Despite the formation of a burgeoning and reputable ecosystem, efforts remain siloed, redundant, dispersed and divergent. As these innovators are early movers designing solutions for circular transition, they require multi-stakeholder driven, targeted, curated and longer term interventions to ensure success in achieving scale, impact and sustainability.

4. Upstream innovation is happening in Vietnam, and creative partnerships and early stage investment amongst non-traditional organizations pave the way to ensure early mover success.

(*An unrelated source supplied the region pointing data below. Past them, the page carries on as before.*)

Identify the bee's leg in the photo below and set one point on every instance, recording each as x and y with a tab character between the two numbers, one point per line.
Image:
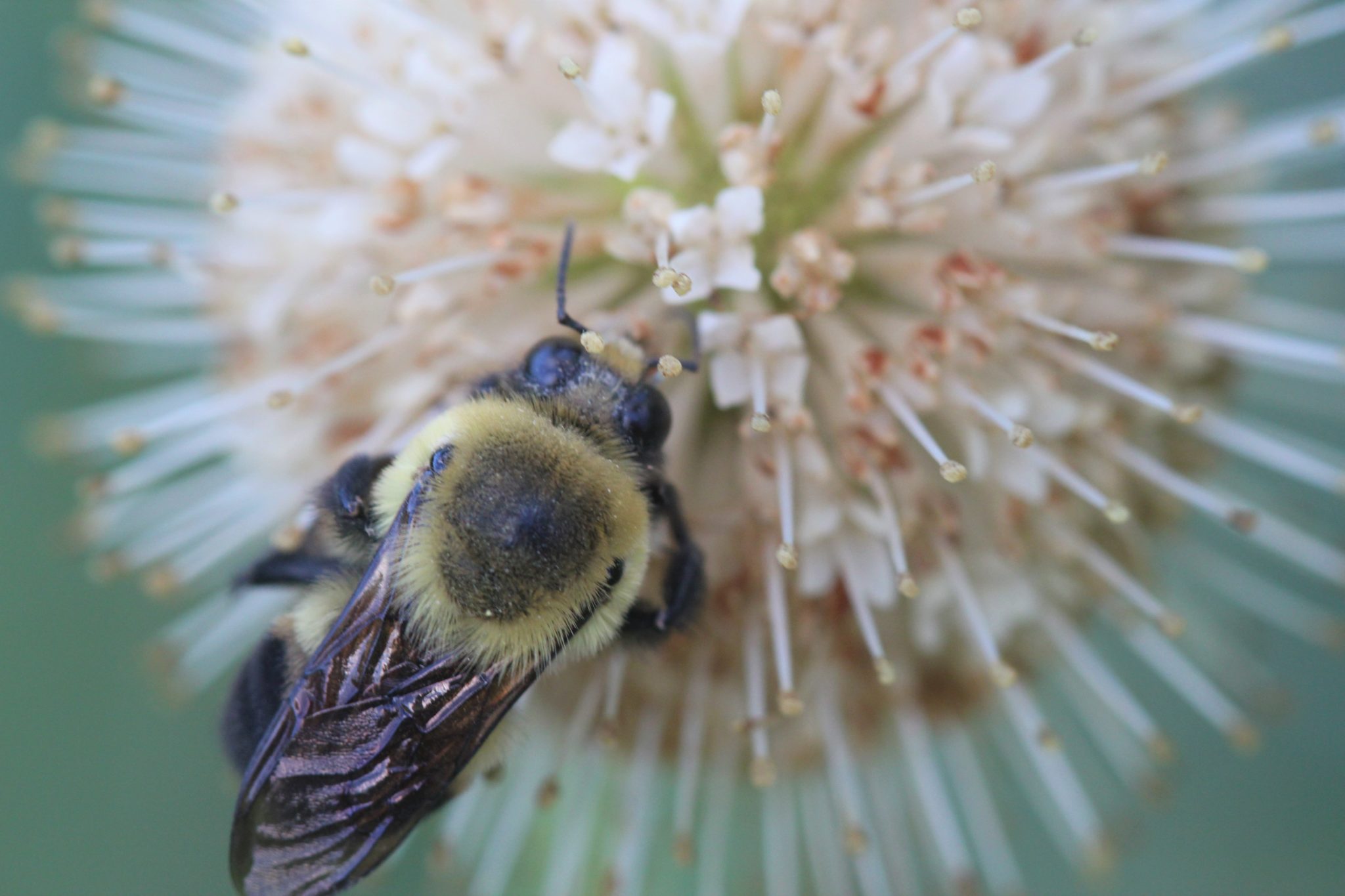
684	581
345	505
288	567
255	699
347	499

The rapid development of the upstream innovation ecosystem in Vietnam highlights the opportunities towards assisting in the swift transition of the country towards circularity. To foster innovation and success in this dynamic landscape, creative partnerships, amongst non-traditional organizations are required to ensure a more intimate level of engagement with early movers.

This type of engagement is often correlated with the venture building approach. As a part of venture building, ESO-focused partnerships and collaborations occur between incubators, universities, accelerators and funders.Multi-stakeholder collaborations, led and supported by locally-driven, unifying and convening organizations, including philanthropic organizations such as theICM Falk Foundation, provide entrepreneurs with flexible, targeted and longer term support including funding opportunities for piloting or scaling and onward, throughout their growth journey toward larger investment. Early stage investments must get creative and offer flexible incentives such as blended financing options, specifically via models such as results-based, small-scale grants to de-risk future investment opportunities.